日本共産党の創立記念の月というだけあって、「しんぶん赤旗」の自画自賛的紙面が際立っている。本日付では昨夜開催された創立96周年記念講演会の模様を報告しているが、識者の顔ぶれを見ていると、はたして歴史の教訓というものは各自の内面においてどのように昇華されているのか疑問が沸き起こる。昨日付の紙面には、「日本共産党創立96周年によせて 各界メッセージ」というタイトルで、8人の識者が顔写真つきで登場していた。

この際、自分の立場をはっきりさせておきたいが、安倍政治のアンチテーゼとして共産党を(一時的に)支援する立場を私は否定しない。だが、それを超えて、安倍政権を倒して、共産党中心の政権を!と叫んでいるかのような識者を目にすると、こいつはバカかとしか思えないのである。

その種の「実験」はこれまで世界各地で、あるいは日本の地方自治体の首長選挙において何度も繰り返され、そのほとんどが「失敗」あるいは「悲惨な結果」に終わってきたからだ。その意味で、歴史を学ばない人としか思えないからだ。

昨日付で掲載された8人の識者のうち、私の腑に落ちない人が一人だけいた。神戸女学院大学名誉教授の内田樹氏である。

内田氏は東アジアにおける日本共産党の創設時期に関する伝統の古さを強調したあと、「マルクス主義を掲げる政党が国会や地方議会に安定的に議席を有している日本の例外性にもっと驚いてよい」と共産党を持ち上げ、その功績は「過去100年の日本のマルクス主義者たちの知性的・倫理的な努力がもたらした成果だと思う」とまで持ち上げている。
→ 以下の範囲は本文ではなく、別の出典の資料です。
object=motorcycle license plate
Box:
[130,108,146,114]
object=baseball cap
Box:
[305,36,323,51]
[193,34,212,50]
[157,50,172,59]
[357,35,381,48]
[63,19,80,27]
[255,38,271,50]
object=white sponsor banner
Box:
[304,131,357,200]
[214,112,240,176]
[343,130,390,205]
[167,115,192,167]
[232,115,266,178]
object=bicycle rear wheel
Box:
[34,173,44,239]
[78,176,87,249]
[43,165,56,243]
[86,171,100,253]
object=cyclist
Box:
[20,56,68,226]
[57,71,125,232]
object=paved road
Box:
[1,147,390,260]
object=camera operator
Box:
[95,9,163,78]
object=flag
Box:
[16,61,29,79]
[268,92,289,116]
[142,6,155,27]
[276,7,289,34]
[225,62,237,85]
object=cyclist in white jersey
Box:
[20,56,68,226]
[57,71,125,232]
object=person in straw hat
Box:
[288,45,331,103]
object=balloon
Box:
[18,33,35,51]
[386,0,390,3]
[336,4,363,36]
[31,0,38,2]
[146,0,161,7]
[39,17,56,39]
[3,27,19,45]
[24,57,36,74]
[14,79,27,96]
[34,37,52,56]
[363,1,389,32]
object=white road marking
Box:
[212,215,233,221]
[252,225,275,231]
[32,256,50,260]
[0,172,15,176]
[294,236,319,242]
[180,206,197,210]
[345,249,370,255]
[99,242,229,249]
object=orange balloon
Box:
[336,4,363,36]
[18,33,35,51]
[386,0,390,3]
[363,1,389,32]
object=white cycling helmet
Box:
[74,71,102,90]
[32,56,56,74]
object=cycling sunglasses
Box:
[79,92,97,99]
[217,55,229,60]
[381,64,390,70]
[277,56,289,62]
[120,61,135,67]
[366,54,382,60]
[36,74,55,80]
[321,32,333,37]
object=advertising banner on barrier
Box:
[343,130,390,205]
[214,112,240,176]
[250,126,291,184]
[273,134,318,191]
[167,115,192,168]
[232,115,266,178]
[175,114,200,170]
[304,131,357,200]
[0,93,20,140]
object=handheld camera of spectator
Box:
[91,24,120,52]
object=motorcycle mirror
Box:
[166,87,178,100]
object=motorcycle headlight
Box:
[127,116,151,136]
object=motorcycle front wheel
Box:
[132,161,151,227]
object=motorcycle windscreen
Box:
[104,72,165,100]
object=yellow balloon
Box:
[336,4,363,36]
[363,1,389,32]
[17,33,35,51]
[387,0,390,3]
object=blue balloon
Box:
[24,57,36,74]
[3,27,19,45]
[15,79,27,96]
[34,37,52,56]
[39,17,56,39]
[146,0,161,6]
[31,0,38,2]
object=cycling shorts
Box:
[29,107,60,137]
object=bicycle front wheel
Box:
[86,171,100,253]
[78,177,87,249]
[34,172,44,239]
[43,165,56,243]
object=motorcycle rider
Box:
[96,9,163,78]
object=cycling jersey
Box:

私は共産党がいまだに日本に根づいている理由の一つとして、単に歴史を重んじることのない国民性の欠陥が、いまだに共産思想をこの国にはびこらせている重大要因と感じているが、これではまるで、過去に北朝鮮を「地上の楽園」と賛美していた識者と本質的な意味では何も変わるところがないのではなかろうか。

北朝鮮も日本共産党も、その出自においては本質的に「同根」であり、別々のものではありえない。

私は、こうした姿を見るにつけ、日本人はほんとうに学習なき民族と感じる者なのだ。